Each child carries its own **framing** string, prepended to the prompt, that steers it toward a different point in the solution space. The default pairs "smallest correct change" against "clean, well-structured solution." On substantive prompts, frites also appends a shared child directive telling every child to reason exhaustively, inspect relevant context, and verify when changing code. (That exhaustiveness directive is stripped for cheap background/utility calls so a throwaway haiku call isn't told to read the whole repo.)

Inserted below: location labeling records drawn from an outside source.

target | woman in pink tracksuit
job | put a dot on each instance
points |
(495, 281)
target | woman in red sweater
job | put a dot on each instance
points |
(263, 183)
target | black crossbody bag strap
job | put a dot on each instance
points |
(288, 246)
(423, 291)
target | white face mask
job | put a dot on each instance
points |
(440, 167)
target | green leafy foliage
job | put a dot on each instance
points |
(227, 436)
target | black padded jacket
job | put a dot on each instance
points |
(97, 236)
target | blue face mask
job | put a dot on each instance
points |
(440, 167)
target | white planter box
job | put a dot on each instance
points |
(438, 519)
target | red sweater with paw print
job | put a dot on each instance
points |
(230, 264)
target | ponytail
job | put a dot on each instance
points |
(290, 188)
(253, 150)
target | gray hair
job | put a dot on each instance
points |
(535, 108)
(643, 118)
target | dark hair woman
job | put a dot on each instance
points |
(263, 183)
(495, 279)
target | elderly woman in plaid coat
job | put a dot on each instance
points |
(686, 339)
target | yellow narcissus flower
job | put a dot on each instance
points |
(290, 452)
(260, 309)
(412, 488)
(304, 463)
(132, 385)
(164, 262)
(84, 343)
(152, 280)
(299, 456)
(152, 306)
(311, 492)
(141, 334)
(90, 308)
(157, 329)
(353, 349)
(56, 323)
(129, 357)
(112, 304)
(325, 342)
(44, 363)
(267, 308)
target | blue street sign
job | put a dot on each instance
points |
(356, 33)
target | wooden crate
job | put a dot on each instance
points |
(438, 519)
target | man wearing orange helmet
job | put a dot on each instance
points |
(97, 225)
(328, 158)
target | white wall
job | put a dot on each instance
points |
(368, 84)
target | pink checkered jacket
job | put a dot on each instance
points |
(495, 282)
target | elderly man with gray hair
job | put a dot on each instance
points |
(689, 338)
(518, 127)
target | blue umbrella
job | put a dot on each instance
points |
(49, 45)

## Why diversity is not temperature-based

Candidate diversity is what justifies paying N×, and frites deliberately does **not** get it from temperature. Neither the `claude` nor the `codex` CLI exposes a `--temperature` flag, so it isn't available even if it were wanted. Same-model, same-prompt fan-out produces near-duplicates that add cost without adding signal.

Instead, diversity comes from two levers:

1. **Model-mix:** running different model families (claude × codex) so the candidates reason differently.
2. **Prompt-framing:** giving each child a different framing ("minimal change" vs. "clean refactor") so even same-family children attack the problem differently.

This is why the default mix is N=2 (1 claude + 1 codex) rather than several same-model children, and why frites defaults conservatively until measured divergence justifies more children.

All council-shaping keys (`defaultN`, `defaultAgents`, `fanOutPolicy`, `fanOutScope`, per-child guardrails, and the synthesis tuning keys) are documented in [Configuration](/reference/configuration.md).